SEC Will Issue Options-Timing Rule; Tells PCAOB to Delay Stock Options Alert

The Securities and Exchange Commission (SEC) has asked the Public Accounting Oversight Board (PCAOB) to delay issuing an alert to accounting firms related to backdating stock options, the Wall Street Journal reported late last week. The SEC wants to complete its work on its own proposed rule regarding executive compensation.

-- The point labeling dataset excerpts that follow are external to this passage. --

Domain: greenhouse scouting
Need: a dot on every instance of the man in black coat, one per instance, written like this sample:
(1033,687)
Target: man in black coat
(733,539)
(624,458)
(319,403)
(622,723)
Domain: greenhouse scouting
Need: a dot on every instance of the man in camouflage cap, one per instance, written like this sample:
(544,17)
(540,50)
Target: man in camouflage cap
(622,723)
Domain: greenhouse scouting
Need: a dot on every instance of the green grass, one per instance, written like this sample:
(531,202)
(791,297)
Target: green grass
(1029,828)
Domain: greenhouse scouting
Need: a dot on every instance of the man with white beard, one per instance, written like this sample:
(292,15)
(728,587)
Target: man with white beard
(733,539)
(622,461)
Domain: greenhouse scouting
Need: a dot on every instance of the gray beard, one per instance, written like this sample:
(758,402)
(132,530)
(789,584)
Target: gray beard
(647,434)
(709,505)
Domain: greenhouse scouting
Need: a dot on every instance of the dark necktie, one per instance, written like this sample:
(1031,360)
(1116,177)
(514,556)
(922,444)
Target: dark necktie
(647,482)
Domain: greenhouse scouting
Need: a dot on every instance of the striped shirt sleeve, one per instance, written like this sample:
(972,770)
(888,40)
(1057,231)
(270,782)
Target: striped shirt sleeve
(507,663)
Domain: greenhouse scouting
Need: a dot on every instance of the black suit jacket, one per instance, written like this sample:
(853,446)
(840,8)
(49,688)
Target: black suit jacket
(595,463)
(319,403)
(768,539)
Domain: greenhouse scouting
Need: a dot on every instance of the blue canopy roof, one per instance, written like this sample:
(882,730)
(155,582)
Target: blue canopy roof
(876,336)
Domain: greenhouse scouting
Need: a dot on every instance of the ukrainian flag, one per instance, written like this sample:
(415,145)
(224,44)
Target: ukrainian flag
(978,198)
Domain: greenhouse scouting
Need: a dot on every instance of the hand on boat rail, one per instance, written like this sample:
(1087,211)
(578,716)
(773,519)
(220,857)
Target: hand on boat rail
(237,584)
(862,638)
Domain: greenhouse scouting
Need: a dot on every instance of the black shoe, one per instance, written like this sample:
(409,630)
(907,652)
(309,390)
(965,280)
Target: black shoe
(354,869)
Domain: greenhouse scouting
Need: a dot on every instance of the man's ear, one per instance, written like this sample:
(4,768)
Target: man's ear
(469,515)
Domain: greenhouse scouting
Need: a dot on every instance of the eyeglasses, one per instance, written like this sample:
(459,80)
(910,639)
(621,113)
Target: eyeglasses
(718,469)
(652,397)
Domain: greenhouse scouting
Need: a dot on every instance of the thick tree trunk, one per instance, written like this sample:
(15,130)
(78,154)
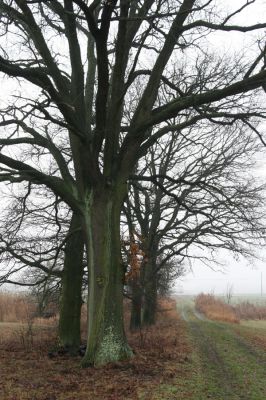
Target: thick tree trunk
(136,305)
(150,296)
(106,337)
(71,293)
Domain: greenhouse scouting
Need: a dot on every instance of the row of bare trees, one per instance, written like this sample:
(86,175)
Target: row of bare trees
(123,107)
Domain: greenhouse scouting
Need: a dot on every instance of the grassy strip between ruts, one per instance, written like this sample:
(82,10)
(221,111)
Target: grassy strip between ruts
(226,363)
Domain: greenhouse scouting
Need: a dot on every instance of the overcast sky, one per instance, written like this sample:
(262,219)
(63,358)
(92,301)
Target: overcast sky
(243,275)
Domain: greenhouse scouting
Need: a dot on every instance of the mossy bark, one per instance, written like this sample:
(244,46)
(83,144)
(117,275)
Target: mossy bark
(106,336)
(136,305)
(150,296)
(71,292)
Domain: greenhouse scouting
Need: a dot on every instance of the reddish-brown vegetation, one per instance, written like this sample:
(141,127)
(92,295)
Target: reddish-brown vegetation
(215,308)
(15,307)
(247,310)
(28,373)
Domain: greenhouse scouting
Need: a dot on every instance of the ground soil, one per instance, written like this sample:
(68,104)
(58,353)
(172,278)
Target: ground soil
(186,357)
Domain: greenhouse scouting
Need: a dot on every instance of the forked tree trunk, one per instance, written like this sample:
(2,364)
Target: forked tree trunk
(71,293)
(150,297)
(106,336)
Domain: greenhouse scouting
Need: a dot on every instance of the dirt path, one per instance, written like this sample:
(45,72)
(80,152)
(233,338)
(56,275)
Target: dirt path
(228,366)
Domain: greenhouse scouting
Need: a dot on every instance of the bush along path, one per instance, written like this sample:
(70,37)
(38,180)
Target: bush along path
(224,364)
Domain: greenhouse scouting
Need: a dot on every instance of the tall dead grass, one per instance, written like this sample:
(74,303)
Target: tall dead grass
(215,309)
(247,310)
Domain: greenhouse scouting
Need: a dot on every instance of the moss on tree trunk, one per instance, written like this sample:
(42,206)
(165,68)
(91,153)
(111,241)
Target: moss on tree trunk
(150,296)
(71,292)
(106,336)
(136,305)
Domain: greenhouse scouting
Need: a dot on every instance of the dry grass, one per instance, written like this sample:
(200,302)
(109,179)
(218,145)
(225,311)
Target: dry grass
(15,307)
(215,309)
(247,310)
(28,373)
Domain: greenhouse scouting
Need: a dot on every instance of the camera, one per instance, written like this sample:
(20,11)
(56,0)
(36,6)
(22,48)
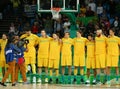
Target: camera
(23,42)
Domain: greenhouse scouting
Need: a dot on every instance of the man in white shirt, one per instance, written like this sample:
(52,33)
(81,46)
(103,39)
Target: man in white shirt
(92,5)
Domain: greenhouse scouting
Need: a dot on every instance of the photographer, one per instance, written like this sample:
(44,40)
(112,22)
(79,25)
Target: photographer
(11,51)
(20,65)
(30,55)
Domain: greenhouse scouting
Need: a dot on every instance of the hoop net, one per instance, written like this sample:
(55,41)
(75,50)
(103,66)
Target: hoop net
(55,13)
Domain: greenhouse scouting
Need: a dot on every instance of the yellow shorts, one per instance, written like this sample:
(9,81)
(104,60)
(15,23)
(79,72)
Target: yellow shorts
(30,60)
(90,62)
(79,60)
(54,63)
(66,61)
(112,60)
(100,61)
(42,62)
(3,64)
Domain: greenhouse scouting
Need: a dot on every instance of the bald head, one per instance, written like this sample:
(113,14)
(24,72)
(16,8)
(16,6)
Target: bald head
(99,32)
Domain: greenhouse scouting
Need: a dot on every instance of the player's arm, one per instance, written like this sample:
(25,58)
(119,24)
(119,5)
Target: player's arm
(36,41)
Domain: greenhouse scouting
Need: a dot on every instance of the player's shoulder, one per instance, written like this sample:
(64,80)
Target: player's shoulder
(34,35)
(0,40)
(23,36)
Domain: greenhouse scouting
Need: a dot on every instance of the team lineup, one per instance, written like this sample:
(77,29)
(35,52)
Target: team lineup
(102,54)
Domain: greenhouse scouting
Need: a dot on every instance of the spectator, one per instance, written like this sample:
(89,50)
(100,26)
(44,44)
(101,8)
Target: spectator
(66,26)
(58,27)
(48,25)
(12,29)
(99,10)
(92,5)
(16,4)
(35,28)
(104,15)
(89,12)
(112,7)
(116,25)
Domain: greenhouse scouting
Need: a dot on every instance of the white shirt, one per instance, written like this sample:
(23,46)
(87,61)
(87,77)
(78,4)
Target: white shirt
(93,6)
(99,10)
(115,23)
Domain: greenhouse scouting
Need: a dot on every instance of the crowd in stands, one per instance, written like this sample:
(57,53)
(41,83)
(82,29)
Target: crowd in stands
(104,10)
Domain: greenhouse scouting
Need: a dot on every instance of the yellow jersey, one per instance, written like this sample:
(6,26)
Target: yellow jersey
(54,50)
(90,49)
(2,51)
(33,40)
(100,45)
(79,46)
(66,46)
(113,45)
(43,50)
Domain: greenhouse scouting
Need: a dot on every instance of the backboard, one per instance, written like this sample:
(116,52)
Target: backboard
(65,5)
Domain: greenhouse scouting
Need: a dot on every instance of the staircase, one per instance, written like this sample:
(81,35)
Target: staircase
(5,22)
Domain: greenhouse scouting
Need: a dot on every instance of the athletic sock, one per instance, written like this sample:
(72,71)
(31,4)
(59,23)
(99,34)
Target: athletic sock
(33,68)
(75,71)
(117,77)
(108,77)
(51,72)
(98,77)
(57,73)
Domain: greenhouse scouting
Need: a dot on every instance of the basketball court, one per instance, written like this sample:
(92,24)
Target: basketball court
(55,86)
(56,7)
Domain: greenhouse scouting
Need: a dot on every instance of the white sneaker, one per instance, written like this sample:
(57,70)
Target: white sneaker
(94,81)
(46,80)
(34,79)
(87,82)
(39,80)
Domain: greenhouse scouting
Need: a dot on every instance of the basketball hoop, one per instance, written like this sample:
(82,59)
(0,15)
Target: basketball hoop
(55,13)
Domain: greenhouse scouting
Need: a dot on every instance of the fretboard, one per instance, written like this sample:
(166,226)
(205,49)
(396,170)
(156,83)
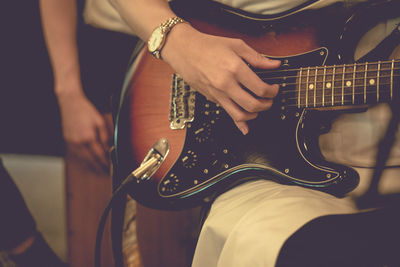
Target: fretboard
(348,84)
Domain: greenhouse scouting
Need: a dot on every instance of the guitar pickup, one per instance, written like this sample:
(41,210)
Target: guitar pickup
(182,105)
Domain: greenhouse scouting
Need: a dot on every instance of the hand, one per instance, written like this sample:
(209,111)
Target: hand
(216,67)
(84,128)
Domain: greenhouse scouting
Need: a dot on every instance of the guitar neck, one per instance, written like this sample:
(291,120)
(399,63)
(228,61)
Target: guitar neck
(342,85)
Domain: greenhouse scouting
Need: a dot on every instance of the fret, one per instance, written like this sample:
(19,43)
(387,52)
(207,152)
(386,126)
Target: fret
(300,74)
(333,84)
(377,81)
(344,70)
(365,83)
(354,80)
(391,80)
(323,87)
(307,85)
(315,85)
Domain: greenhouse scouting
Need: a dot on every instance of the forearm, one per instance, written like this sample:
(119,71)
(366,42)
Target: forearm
(59,20)
(143,16)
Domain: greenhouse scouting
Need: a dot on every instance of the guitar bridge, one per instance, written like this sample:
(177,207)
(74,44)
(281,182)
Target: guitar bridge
(182,105)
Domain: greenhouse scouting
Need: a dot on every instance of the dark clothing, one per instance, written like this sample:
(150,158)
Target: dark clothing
(363,239)
(16,222)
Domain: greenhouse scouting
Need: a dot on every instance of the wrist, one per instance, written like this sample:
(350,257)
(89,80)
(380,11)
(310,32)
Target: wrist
(160,35)
(68,87)
(176,39)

SEC Chairman Christopher Cox has said that he expects their rule, which should be completed later in the summer, to address backdating issues.

An SEC spokesman said that it makes sense for the SEC and PCAOB “to go out with it at the same time” . . . to “avoid confusion in the marketplace,” the Journal says.

The Journal also reported that the SEC wants the PCAOB to limit its guidance to current and future options grants, rather than suggest that auditors review past practices.

A PCAOB spokesperson declined comment but said there is “normal give and take that goes on between the PCAOB and SEC.” The PCAOB wanted to issue the guidance so that smaller firms could look at options-grant practices, the Journal reports.

Two SEC commissioners, speaking at a conference of the International Corporate Governance Network, provided differing views of the options issue and the SEC’s approach to rulemaking. Commissioner Paul Atkins said that the stock-option backdating scandal could have a negative effect on legitimate use of stock option grants for executive compensation, according to CFO.com. “Well-timed stock options” benefited shareholders, he said, because they may allow the company to spend less cash on salaries.

Options are a “cash-preserving approach to compensation,” Atkins said, and grants are made by a company’s board in good faith. He warned that the SEC “should not through enforcement actions undercut the business judgment rule – we do so to the peril of stockholders.”

Recent SEC rulings have been struck down in court for lack of empirical evidence, according to commissioner Cynthia Glassman, who also spoke at the International Corporate Governance Network, CFO.com reports. Glassman cited the hedge-fund adviser registration requirement struck down by the D.C. Circuit Court three weeks ago as an example of rulemaking by the SEC that was characterized by “lack of rigorous thinking and empirical support.” A nonanalytical study was used by the commission to justify its rule.

Glassman expressed disappointment that the commission “wasted so much time and effort” on rules overturned in courts and urged the SEC to establish rules based on empirical evidence, CFO.com said. She also suggested that the SEC should turn its attention to auditor concentration in the accounting industry and the ways that different regulatory systems interact and affect investors.

Commissioner Glassman, an economist, will be retiring from the SEC as soon as a replacement is named.